I think I'm a cat. My body has gone through several illnesses that have nearly killed me. Pneumonia and open heart surgery are both vying for the top spot. God though only gives us hurdles that we can manage.

I had pneumonia back in 2008 and my blood chem showed that it was from legionaire bacteria. It's one of the worst ones to get. It took a miracle for me to heal completely. Eversince I've always been careful not to get sick (that's why I always have a bimpo on my back).

A few weeks back I contracted mycoplasma. More commonly known as "walking pneumonia". My doctor explained that my immune system went down, possibly due to stress and very cold aircon in the office. I may have picked up the bacteria from traveling or in Singapore. It downed me anyway. What I didn't expect was it would be both physically and mentally challenging. Think friendly neighborhood Spiderman turned black Spidey. I didn't like it at all.

Things slowly turned for the better when I tried using essential oils. Slowly things came back into focus and I stopped turning into Venom. It also helped that I watched Gary V's interview. He had open heart surgery and shared the struggles he went through while recovering. He's back because of the love of his family and friends. It reminded me of what I went through after 2 surgeries. Recovering from that 5 years ago took me 6 months, so whatever I'm going through now shouldn't be as bad.

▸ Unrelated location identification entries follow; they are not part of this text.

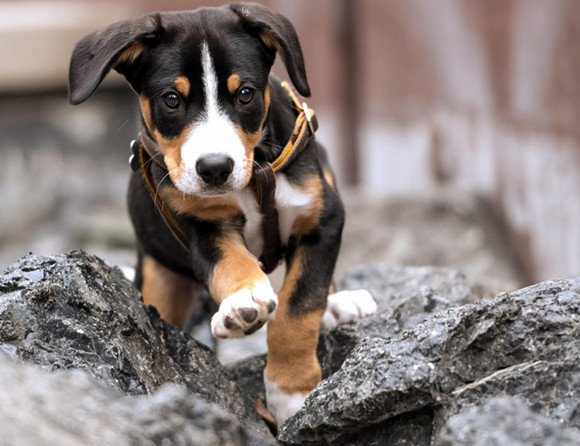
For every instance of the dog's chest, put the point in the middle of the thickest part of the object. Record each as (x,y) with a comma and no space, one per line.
(291,203)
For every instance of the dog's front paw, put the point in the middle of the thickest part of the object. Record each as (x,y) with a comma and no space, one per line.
(280,404)
(348,306)
(244,312)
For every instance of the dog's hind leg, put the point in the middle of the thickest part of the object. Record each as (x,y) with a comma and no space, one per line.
(170,293)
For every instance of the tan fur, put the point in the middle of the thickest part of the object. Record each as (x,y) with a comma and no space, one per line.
(170,293)
(182,85)
(236,270)
(329,177)
(291,362)
(234,83)
(146,112)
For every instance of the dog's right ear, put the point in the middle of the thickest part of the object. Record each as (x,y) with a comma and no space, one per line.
(117,46)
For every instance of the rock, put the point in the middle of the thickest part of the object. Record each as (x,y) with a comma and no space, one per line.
(75,312)
(405,296)
(505,421)
(36,408)
(439,364)
(506,345)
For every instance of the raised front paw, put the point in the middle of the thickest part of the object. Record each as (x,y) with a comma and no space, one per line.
(348,306)
(244,312)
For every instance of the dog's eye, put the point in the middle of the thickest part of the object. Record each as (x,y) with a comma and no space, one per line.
(245,96)
(171,100)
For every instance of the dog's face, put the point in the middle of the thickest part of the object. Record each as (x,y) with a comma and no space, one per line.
(202,81)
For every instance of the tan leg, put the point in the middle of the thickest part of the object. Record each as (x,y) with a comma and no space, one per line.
(247,300)
(170,293)
(292,368)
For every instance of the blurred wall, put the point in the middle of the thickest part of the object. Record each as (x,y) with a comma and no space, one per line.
(412,96)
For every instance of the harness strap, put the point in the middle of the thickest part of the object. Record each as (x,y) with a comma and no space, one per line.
(140,150)
(145,150)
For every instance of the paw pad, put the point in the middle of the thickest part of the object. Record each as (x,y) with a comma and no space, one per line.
(244,312)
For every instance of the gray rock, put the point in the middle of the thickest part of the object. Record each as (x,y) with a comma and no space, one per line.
(75,312)
(505,421)
(405,297)
(528,332)
(72,408)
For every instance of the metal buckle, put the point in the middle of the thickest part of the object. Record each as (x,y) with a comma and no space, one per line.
(308,115)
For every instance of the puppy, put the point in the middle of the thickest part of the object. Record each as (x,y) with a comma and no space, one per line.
(228,180)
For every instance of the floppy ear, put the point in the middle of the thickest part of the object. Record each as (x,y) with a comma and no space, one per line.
(278,34)
(117,46)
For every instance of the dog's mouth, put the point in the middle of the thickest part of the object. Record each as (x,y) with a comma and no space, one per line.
(213,181)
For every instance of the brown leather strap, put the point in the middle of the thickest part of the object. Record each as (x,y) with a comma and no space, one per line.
(164,212)
(265,182)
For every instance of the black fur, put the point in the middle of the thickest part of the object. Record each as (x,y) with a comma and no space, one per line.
(171,43)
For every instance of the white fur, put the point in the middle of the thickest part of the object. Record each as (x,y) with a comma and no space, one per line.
(215,133)
(253,228)
(258,298)
(290,202)
(348,306)
(281,405)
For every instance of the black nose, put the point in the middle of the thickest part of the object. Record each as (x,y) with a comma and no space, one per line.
(214,169)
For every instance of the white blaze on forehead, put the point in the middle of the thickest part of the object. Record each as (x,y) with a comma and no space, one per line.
(214,133)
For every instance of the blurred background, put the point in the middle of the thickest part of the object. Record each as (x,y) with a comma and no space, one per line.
(453,126)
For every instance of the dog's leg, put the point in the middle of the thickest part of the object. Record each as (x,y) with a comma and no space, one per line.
(243,291)
(170,293)
(347,306)
(292,369)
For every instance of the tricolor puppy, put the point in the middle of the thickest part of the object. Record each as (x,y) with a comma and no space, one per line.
(213,118)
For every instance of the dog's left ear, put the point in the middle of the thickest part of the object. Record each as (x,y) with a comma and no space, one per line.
(117,46)
(278,34)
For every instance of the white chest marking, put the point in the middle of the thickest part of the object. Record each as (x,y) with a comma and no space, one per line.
(291,203)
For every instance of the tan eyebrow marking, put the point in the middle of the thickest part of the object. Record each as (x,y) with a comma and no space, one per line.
(183,86)
(234,83)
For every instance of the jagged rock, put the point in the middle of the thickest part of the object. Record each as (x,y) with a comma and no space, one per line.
(405,296)
(72,408)
(505,421)
(74,311)
(494,346)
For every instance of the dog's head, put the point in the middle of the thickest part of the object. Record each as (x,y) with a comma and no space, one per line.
(202,81)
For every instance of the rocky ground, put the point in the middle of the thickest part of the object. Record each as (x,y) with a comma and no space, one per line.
(82,361)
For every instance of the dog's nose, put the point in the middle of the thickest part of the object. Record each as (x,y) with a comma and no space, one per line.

One of my classmates also reached out and suggested I watch videos of Dr. Joe Dispenza. I did and I learned a lot. My cardio told me 5 years ago that the only reason why I survived was because of my will. Dr. Joe Dispenza said that your brain can definitely heal your body and I'm living proof of that. I remember when I was in ICU my Dad was already there (probably to pick me up), but instead of calling his name I called for my Kuya. The next day my Kuya flew in and I heard him praying over me. I also kept telling myself my family still needed me. That was what brought me back.

I'm probably running out of lives so this last bout of pneumonia has been very difficult for me. I'm still finding my way out of the woods right now, but I'm sure I'll be back to normal soon. I'm just really thankful for all the support and love from my family, friends and Papa God.